A path to immortality – your name in the dictionary

Amongst the thousands of words in the dictionary, do you know there are people’s names there too? Some people’s names have come to mean something more generic than their own name just like some of the products have become generic names like Xerox for photocopying. 

In the mid-nineteenth century, Texas was the wild west. Ranches, cowboys, blazing guns were part of the scene. Some people owned vast tracts of land and a huge number of cattle. With so many cattle around (a person’s wealth was measured by the number of cattle he owned), cattle stealing was not far away. The authorities began to get lots of complaints of cattle theft. But how does one identify whom the cattle belonged to? How do you settle such disputes? To us, all cattle look the same – more or less. 

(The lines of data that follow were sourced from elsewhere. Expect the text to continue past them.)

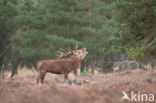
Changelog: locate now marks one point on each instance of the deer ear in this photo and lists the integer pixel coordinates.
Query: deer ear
(76, 47)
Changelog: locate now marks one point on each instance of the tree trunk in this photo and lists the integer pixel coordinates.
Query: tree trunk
(15, 66)
(93, 67)
(75, 72)
(1, 65)
(82, 66)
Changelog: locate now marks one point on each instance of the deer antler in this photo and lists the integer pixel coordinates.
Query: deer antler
(64, 53)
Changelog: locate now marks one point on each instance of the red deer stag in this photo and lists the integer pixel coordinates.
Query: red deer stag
(61, 66)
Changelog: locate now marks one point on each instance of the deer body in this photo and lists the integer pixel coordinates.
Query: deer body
(60, 66)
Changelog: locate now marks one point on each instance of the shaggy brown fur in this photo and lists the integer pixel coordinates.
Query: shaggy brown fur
(61, 66)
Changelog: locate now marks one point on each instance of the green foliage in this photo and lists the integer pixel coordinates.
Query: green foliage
(50, 25)
(84, 73)
(136, 28)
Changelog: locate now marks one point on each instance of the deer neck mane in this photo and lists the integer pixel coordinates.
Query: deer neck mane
(75, 60)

The authorities under pressure passed a rule. All cattle owners were asked to brand their cattle with their (the owner, not the cattle’s) names. This would help to identify the owner of the cattle easily. While all the owners went about branding their cattle, one man refused to do it. 
Samuel Augustus Maverick, a Texas rancher, a lawyer and a politician said we would not brand his cattle and since all others had branded their cattle, he declared, “All unbranded cattle are mine” All unbranded cattle were called as ‘mavericks’ 

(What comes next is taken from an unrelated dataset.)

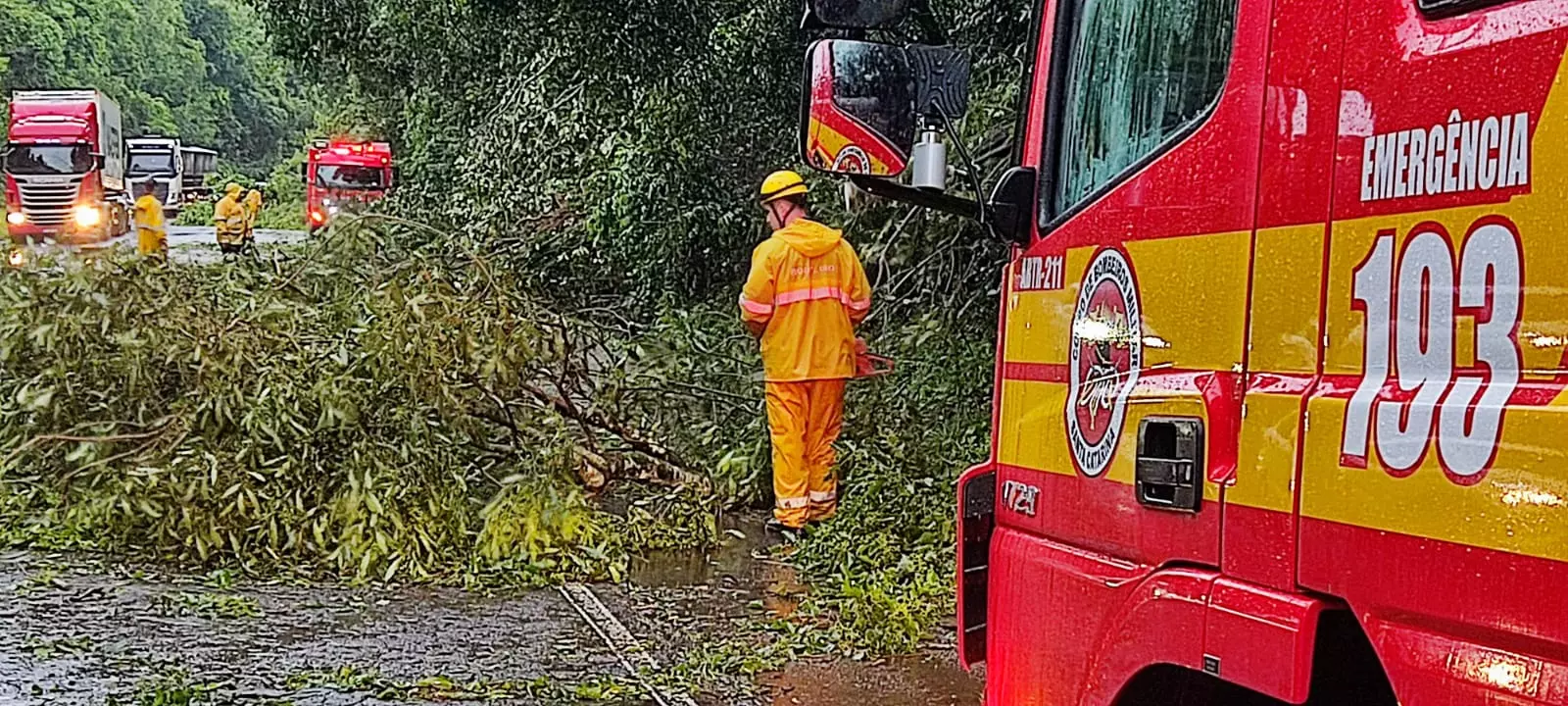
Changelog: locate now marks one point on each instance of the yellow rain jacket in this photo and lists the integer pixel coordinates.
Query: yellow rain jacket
(229, 217)
(153, 237)
(809, 289)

Samuel Maverick, got his name immortalized by contributing his name to the dictionary. Maverick meant, individualist, non-conformist, free-spirited, unorthodox person.
Maverick is an adjective, generally attached, to a person, an idea, a strategy etc

Usage: Trump in USA and Kejriwal in India are maverick politicians. Hyperloop is a maverick idea from Elon Musk.

Aside: When anyone found an unbranded cattle, instead of thinking that it belonged to Samuel Maverick, what prevented them from branding it with their own symbol or name? Am I the only one with that crooked idea? Would you call that doing a maverick on Maverick?